Con el rabillo del ojo vio que el oficial de guardia lo miraba con irónica
curiosidad. Luego, inesperadas, le llegaron las siguientes palabras de Dot:
—No me refiero a «irme» de esa manera.
Anthony apretó el auricular con fuerza. Notó que los nervios se le enfriaban
como si el calor estuviese abandonando su cuerpo.
—¿Cómo?
Luego, muy deprisa y con voz entrecortada, la oyó decir:
—¡Adiós, cariño, adiós!
¡Click! Dot había colgado el teléfono. Dejando escapar un sonido que era mitad
jadeo y mitad grito; Anthony abandonó el edificio del cuartel general. Una vez
fuera, bajo las estrellas que colgaban como adornos de plata entre los árboles
del bosquecillo, se quedó inmóvil, sin saber qué hacer. ¿Estaría pensando en
suicidarse? ¡La muy estúpida! Se sintió lleno de un intenso odio contra ella.
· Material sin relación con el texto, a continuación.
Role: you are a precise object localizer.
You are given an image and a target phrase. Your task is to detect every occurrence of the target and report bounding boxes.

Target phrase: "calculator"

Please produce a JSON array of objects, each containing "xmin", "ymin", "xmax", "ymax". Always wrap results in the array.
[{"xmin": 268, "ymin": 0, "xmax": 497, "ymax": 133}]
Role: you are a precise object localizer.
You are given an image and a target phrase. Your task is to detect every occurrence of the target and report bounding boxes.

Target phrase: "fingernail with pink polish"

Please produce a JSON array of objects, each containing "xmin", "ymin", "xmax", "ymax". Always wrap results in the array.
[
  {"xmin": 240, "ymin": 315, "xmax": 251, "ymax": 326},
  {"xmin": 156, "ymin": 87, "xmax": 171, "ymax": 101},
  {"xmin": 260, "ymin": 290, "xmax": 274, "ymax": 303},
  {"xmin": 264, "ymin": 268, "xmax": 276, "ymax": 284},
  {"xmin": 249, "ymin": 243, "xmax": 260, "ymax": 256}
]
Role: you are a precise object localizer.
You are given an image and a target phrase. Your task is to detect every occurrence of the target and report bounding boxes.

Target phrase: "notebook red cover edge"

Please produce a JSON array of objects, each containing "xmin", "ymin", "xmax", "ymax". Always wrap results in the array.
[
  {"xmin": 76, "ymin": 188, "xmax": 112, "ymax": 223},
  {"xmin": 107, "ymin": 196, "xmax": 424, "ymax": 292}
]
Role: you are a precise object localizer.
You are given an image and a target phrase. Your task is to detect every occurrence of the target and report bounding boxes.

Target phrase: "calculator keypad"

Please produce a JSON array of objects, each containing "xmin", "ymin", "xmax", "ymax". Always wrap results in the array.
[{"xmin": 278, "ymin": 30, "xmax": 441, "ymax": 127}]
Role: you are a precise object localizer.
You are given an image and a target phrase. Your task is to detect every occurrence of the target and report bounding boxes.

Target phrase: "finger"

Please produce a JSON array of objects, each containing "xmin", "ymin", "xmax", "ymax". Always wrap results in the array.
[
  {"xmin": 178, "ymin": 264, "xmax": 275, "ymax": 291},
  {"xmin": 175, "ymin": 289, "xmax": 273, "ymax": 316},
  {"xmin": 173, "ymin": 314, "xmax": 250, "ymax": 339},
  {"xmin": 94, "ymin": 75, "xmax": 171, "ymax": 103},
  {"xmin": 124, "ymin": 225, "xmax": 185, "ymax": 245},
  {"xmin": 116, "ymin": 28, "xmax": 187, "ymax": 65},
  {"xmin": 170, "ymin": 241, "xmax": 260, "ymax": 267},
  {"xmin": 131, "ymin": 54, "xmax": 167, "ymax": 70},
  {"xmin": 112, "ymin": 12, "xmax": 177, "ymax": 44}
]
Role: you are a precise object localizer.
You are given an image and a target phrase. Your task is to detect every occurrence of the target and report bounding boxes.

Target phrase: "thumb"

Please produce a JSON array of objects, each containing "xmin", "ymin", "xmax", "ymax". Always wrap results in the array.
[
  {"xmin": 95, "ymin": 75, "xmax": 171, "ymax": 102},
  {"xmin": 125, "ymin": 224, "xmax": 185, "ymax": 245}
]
Ante semejante desenlace le resultaba imposible aceptar que él hubiese iniciado
aquel enredo, aquel lío, aquella sórdida mezcolanza de angustia y de dolor.
Al cabo de un momento descubrió que se estaba alejando lentamente, repitiendo
una y otra vez que era inútil preocuparse. Lo mejor que podía hacer era volver a
su tienda y dormir. Necesitaba dormir. ¡Dios santo! ¿Volvería a dormir alguna
vez? Su mente no era más que un confuso clamor; al llegar a la carretera giró en
redondo presa del pánico y echó a correr: no en dirección a la compañía, sino
alejándose de ella. Otros soldados volvían ya de la ciudad… no le costaría
trabajo encontrar un coche. Al cabo de un minuto dos ojos amarillos aparecieron
en una curva. Anthony corrió hacia ellos con todas sus fuerzas.
—¡Taxi! ¡Taxi…! —Era un Ford vacío—. Quiero ir a la ciudad.
—Le costará un dólar.
—De acuerdo, pero haga el favor de darse prisa…
Después de un tiempo que se le antojó interminable, Anthony subió corriendo los
escalones delante de una oscura casita destartalada, y al atravesar la puerta
casi derribó a una negra inmensa que avanzaba
por el vestíbulo con una vela en la mano.
—¿Dónde está mi mujer? —preguntó con el rostro desencajado.
—Se ha acostado.
Escaleras arriba, de tres en tres, y luego hasta el fondo del decrépito pasillo.
La habitación estaba a oscuras y en silencio. Anthony encendió una cerilla con
dedos temblorosos. Dos ojos muy abiertos lo miraron desde el revoltijo de ropas
de la cama.
—Sabía que vendrías —murmuró ella entrecortadamente.
Anthony palideció de indignación.
—Así que no era más que una treta para hacerme venir, ¡para crearme
dificultades! —dijo—. ¡Maldita sea!, has gritado «¡Que viene el lobo!» más veces
de la cuenta.
Ella lo miró con aire lastimero.
—Tenía que verte. No hubiese podido seguir viviendo. Tenía que verte…
Anthony se sentó en el borde de la cama y movió después la cabeza.
—No eres buena —dijo terminantemente, hablando sin darse cuenta como Gloria
podría haberlo hecho con él—. No es justo que me hagas una cosa así.
—Acércate más. —Dijera lo que dijese, Dot ahora se sentía feliz. Anthony se
preocupaba por ella. Había logrado traerlo a su lado.
—Dios del cielo —dijo Anthony desesperanzado. A medida que la ola de cansancio
avanzaba inexorablemente, su indignación se iba calmando y retrocediendo hasta
esfumarse. Repentinamente rompió en sollozos, mientras se dejaba caer en la cama
junto a Dot.
—Querido —le suplicó ella—. ¡No llores! ¡No llores, por favor!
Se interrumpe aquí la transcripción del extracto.